I gave all three frontier coders the exact same five prompts — one shot, single HTML file, no follow-ups — straight through Agent OS. Then I screenshotted every build and put them side by side. Same test, three models, you decide.
Across all five builds, scored on whether it ran, how close it hit the brief, and how good it looked.
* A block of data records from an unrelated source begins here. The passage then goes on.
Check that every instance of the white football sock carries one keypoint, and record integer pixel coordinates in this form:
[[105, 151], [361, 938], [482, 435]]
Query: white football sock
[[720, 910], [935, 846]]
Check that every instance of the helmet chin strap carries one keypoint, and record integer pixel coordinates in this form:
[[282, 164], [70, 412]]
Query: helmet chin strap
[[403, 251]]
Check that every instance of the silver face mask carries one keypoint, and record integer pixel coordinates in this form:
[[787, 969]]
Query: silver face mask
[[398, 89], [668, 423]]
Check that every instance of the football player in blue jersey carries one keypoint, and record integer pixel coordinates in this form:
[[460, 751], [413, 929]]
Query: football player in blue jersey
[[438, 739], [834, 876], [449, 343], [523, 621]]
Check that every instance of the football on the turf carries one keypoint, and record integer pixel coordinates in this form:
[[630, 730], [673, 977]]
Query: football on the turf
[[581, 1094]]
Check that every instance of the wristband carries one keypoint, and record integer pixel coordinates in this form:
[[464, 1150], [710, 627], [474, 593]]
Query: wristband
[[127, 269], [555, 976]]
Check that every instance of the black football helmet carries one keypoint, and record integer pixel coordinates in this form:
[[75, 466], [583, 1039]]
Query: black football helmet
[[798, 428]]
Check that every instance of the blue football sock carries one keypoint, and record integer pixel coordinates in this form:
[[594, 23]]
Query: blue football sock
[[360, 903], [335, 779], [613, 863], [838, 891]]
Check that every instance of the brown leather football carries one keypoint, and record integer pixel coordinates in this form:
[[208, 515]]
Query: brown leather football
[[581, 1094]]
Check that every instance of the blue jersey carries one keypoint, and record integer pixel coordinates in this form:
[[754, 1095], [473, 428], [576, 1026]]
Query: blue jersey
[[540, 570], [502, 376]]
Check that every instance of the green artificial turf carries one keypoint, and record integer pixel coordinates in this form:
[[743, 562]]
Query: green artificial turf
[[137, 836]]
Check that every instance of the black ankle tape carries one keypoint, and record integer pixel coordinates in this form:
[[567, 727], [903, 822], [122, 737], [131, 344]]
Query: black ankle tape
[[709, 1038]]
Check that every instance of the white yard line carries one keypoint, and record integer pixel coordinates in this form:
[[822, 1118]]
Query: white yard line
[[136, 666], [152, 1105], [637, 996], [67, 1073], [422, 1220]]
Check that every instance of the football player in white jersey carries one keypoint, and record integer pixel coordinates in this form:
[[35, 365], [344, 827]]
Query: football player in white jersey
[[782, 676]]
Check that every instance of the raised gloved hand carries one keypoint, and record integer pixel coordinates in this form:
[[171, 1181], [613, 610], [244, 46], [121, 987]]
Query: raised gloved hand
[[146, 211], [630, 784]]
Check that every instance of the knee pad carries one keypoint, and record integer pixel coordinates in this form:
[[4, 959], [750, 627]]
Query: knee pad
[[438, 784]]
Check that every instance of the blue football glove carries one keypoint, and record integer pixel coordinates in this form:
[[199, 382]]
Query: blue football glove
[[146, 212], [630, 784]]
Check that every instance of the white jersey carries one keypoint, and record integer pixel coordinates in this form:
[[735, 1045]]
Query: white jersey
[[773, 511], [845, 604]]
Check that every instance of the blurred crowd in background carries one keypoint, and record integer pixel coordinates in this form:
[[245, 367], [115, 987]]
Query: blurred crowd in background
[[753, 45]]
Out of 10, averaged.
The short version: GLM-5.2 edges it on raw visual flair, Opus 4.8 is a half-step behind but ahead on accuracy and game-feel, and Kimi K2.7 ships working builds every time — just the plainest looking in these one-shots.
One shot: an endless third-person voxel runner through a procedural city — dodge blocks, grab coins, speed ramps up.
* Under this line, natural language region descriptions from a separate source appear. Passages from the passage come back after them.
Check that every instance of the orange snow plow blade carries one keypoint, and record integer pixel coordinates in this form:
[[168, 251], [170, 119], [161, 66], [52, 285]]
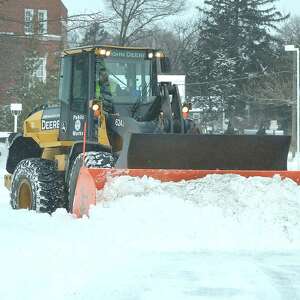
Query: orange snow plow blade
[[91, 180]]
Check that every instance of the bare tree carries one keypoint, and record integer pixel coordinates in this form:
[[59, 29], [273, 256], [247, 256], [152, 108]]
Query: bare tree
[[290, 32], [132, 18]]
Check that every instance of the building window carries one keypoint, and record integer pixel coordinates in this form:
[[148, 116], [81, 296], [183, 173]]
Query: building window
[[40, 71], [28, 21], [35, 21], [35, 68], [42, 18]]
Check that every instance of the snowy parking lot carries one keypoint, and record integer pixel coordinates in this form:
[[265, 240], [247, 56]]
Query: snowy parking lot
[[221, 237]]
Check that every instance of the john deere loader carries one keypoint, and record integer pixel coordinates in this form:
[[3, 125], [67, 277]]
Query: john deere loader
[[114, 118]]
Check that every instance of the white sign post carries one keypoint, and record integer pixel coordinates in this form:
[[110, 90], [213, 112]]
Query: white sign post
[[16, 109], [293, 48]]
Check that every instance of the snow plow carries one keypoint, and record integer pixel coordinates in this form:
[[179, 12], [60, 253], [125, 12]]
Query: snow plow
[[115, 119]]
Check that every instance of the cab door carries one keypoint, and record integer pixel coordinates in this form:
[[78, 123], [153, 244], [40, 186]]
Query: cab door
[[74, 95]]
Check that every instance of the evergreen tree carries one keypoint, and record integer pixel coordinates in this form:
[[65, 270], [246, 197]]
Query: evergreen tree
[[237, 34]]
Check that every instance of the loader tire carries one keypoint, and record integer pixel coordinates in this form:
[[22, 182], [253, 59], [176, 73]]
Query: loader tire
[[37, 185], [92, 160]]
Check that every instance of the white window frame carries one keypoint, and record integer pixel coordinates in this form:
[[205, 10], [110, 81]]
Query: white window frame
[[28, 21], [43, 21], [40, 74]]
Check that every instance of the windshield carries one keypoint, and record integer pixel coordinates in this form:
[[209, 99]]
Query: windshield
[[124, 80]]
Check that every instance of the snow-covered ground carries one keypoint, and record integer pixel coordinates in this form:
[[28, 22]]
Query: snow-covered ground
[[221, 237]]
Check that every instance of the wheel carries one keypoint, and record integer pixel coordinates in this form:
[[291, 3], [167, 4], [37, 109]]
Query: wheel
[[92, 160], [36, 185]]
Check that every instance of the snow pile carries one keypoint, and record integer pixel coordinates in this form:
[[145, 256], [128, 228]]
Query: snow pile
[[218, 211], [148, 240]]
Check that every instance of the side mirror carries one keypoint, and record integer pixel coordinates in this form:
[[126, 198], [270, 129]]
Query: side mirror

▶ all three live — click a panel and play · scroll on for the next test (off-screen builds pause to stay smooth)
GLM built the densest, most detailed city — windowed skyscrapers, a speed + coins HUD. Opus ran the furthest with the cleanest motion (Score 303). Kimi's runner plays fine but is unforgiving — it crashes within seconds.
One shot: animate the inner solar system + a few hundred near-Earth-object orbits, with play/pause, speed, and a data HUD.
▶ all three live — click a panel and play · scroll on for the next test (off-screen builds pause to stay smooth)
Opus nailed the brief — labelled planet orbits, a real NEO / close-pass panel, a sim clock. GLM went for drama: a glowing nebula swirl that's gorgeous but reads more galaxy than orbit map. Kimi's is accurate but dim and sparse.
One shot: thousands of particles sloshing in a round bowl you tilt with the mouse, soft glowing metaball look.
▶ all three live — click a panel and play · scroll on for the next test (off-screen builds pause to stay smooth)
GLM filled the bowl with glowing liquid that actually sloshes — the most convincing "liquid in a bowl". Opus's particles glowed but clumped to the centre. Kimi's collapsed into a tiny blob.
One shot: a premium Apple-keynote-style launch page for a fictional AI model — hero, features, pricing, scroll reveals.
▶ all three live — click a panel and play · scroll on for the next test (off-screen builds pause to stay smooth)
Funniest result of the lot: GLM and Opus independently produced near-identical premium "Introducing Nova 1 — Intelligence, reimagined / distilled" keynote pages — gradient hero, full nav, pricing tiers. A dead heat. Kimi's was a plainer set of feature cards.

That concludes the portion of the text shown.